= Proportional reporting ratio =

The proportional reporting ratio (PRR) is a statistic that is used to summarize the extent to which a particular adverse event is reported for individuals taking a specific drug, compared to the frequency at which the same adverse event is reported for patients taking some other drug (or who are taking any drug in a specified class of drugs). The PRR will typically be calculated using a surveillance database in which reports of adverse events from a variety of drugs are recorded.

A PRR greater than 1 suggests that the adverse event is more commonly reported for individuals taking the drug of interest, relative to the comparison drugs. This could indicate that the adverse event is caused by the drug of interest and therefore a "side effect", although a PRR exceeding 1 could also reflect sampling variation in the data, reporting errors, biased reporting, multiple reports of the same case or the same patient, or a number of other causes.
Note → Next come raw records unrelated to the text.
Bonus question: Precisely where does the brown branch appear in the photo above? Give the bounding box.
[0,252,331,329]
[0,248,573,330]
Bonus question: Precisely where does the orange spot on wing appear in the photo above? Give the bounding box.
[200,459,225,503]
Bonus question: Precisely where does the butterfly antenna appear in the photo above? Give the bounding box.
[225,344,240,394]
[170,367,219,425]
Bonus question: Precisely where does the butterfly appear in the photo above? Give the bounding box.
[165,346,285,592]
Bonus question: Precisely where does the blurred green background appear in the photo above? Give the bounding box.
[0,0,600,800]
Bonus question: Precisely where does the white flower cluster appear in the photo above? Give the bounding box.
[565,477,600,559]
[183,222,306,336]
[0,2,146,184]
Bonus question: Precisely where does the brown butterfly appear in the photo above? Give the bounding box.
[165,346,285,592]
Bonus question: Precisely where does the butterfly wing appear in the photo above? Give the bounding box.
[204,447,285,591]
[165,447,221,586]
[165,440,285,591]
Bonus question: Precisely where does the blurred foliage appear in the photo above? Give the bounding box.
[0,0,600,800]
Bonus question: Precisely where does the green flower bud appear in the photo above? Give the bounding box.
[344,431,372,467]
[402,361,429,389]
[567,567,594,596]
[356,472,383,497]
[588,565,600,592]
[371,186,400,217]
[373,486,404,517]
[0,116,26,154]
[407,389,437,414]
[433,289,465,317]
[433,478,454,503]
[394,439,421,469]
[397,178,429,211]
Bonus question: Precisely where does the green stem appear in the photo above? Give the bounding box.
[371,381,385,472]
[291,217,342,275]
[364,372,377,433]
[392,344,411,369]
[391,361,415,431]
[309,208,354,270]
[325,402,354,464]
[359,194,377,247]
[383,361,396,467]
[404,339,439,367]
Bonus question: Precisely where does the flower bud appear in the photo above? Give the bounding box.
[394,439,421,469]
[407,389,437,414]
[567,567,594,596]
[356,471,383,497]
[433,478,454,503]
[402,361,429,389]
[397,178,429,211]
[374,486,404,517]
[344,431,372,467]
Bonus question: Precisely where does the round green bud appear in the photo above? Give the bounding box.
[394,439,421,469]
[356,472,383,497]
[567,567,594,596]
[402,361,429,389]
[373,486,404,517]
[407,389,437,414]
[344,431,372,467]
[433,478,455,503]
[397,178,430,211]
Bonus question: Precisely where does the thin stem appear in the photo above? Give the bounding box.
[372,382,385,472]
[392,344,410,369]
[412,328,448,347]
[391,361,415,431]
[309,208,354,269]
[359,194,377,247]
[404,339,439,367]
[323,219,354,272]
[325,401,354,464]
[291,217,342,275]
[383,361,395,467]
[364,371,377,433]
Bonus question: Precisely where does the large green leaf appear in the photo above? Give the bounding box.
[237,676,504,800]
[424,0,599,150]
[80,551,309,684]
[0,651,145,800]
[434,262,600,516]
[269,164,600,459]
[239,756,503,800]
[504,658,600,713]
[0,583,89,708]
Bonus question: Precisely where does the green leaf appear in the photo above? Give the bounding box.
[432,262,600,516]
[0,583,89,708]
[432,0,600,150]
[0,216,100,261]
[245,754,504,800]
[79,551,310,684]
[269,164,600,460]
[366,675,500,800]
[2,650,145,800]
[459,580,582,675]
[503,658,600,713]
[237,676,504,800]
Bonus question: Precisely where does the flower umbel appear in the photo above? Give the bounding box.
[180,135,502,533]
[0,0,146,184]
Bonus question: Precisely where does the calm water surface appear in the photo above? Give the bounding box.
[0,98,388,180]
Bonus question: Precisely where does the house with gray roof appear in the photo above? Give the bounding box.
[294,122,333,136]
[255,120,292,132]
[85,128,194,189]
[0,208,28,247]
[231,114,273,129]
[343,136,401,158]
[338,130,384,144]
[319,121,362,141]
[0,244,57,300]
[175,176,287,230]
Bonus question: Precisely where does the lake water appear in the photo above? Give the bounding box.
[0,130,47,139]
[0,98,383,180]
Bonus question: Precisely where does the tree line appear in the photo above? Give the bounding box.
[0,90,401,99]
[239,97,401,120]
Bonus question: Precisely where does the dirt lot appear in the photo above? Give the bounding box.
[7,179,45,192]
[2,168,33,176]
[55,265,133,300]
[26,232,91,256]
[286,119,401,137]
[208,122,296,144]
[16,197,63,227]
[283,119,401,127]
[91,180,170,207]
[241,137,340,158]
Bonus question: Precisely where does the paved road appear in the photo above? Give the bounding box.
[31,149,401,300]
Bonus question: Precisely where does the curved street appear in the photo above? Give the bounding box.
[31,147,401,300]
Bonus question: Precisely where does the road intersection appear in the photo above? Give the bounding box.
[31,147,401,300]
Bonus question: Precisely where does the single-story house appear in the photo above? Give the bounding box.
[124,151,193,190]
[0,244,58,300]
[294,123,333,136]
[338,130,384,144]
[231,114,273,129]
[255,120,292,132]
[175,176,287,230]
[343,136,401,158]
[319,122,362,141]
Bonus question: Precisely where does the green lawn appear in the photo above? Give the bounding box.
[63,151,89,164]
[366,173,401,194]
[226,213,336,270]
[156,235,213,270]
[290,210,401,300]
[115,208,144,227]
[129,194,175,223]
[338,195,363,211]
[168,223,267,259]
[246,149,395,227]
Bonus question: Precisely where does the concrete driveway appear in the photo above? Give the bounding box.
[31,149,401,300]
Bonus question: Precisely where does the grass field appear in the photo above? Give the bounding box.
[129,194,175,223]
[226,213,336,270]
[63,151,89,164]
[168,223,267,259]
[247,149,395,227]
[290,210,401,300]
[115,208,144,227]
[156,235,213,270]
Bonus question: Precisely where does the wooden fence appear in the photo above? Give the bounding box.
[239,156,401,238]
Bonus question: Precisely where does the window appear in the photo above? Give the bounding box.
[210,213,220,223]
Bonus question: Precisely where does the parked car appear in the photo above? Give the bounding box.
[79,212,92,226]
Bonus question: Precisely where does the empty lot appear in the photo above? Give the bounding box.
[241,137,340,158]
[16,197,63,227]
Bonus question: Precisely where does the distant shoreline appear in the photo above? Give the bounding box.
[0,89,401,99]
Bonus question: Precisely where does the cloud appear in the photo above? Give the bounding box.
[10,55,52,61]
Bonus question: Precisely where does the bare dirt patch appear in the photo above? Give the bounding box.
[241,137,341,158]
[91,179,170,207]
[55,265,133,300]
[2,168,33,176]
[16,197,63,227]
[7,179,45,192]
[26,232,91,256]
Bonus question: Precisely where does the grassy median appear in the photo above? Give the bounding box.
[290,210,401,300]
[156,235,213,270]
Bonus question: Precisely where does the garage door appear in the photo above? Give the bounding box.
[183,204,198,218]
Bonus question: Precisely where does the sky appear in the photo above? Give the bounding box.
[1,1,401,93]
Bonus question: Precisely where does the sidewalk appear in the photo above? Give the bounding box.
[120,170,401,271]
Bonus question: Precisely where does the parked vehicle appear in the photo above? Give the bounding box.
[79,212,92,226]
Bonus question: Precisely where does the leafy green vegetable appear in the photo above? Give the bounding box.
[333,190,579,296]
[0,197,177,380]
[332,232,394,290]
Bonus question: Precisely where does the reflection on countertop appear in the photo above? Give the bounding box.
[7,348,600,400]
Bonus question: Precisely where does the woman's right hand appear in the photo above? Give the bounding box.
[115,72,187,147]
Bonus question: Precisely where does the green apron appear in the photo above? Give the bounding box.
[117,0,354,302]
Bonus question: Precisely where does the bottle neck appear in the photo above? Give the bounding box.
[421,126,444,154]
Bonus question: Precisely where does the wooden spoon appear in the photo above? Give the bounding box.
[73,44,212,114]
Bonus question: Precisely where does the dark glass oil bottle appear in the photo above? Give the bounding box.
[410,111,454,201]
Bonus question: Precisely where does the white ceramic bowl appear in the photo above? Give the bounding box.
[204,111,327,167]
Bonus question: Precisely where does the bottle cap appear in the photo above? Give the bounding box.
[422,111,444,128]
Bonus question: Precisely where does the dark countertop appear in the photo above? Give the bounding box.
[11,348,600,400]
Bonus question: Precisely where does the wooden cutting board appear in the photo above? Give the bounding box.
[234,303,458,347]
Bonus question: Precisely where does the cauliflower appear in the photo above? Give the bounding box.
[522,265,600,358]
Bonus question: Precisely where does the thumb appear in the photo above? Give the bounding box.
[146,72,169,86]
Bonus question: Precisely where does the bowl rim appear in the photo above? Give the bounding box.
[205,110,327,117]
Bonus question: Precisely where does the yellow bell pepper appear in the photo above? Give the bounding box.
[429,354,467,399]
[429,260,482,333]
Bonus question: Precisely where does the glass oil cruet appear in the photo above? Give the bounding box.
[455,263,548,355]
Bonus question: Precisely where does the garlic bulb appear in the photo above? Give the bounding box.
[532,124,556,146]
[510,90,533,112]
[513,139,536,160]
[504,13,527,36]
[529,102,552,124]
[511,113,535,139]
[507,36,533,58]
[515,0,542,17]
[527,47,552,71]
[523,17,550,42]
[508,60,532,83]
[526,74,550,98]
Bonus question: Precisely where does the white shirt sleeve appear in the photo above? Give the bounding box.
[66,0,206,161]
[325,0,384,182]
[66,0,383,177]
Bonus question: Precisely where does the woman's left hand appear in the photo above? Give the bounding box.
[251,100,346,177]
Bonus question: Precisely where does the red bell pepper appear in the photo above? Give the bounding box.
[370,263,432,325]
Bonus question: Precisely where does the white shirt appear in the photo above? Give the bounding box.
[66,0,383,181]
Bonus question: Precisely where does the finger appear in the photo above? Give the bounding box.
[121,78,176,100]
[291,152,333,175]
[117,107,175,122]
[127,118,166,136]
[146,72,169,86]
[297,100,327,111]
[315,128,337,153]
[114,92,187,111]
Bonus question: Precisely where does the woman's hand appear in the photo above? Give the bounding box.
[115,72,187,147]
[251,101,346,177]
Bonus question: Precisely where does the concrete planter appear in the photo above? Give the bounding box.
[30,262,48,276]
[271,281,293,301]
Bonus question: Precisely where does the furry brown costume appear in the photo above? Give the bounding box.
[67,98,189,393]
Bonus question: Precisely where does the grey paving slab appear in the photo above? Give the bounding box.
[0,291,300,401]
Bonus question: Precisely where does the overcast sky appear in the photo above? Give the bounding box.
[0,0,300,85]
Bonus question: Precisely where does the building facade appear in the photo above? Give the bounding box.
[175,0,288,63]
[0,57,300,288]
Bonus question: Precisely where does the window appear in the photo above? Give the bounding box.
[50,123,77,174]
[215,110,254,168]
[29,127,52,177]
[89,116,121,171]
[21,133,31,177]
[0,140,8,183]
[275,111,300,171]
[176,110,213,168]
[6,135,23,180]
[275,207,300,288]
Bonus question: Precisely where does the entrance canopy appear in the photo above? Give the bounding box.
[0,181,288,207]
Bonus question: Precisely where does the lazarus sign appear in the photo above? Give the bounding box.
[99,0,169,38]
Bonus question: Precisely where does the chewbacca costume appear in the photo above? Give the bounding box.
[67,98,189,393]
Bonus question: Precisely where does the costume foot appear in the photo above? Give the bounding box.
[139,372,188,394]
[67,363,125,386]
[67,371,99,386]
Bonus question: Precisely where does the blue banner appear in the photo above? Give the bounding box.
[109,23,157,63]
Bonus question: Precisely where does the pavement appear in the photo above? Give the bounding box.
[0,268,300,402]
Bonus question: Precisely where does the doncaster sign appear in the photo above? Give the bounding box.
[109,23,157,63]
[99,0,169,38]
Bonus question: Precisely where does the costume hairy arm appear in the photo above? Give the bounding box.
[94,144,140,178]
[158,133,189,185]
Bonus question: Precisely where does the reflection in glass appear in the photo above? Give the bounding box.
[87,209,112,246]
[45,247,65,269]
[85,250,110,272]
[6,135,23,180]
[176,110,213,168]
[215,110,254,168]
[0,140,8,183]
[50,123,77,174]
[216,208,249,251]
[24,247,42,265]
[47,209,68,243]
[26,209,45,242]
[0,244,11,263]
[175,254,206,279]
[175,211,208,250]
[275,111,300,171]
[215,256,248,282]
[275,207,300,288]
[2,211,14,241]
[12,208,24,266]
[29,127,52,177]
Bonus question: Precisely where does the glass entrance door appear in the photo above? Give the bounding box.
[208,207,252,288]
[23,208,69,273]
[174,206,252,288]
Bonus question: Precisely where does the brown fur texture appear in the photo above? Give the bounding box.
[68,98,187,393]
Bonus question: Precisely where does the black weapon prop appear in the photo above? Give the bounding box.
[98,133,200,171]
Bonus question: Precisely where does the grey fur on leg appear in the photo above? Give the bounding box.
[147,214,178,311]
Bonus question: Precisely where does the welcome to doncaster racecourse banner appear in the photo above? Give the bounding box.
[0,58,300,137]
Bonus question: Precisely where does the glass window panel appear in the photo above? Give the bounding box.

The PRR is defined as the ratio between the frequency with which a specific adverse event is reported for the drug of interest (relative to all adverse events reported for the drug) and the frequency with which the same adverse event is reported for all drugs in the comparison group (relative to all adverse events for drugs in the comparison group). For example, suppose that nausea was reported 83 times for a given drug of interest, out of 1356 adverse events reported for the drug. Thus the proportion of adverse events of nausea for this drug is 83/1356 = 0.061. Suppose that we wish to compare the drug of interest to a class of drugs, for which nausea was reported as an adverse event 1489 times, out of 53789 total adverse events reported for drugs in the class. Thus, nausea was reported with proportion 1489 / 53789 = 0.028 for the class of drugs. The PRR in this case is 0.061 / 0.028 = 2.18. This tells us that nausea was reported more than twice as frequently (among all adverse event reports) for the drug of interest compared to drugs in the comparison group.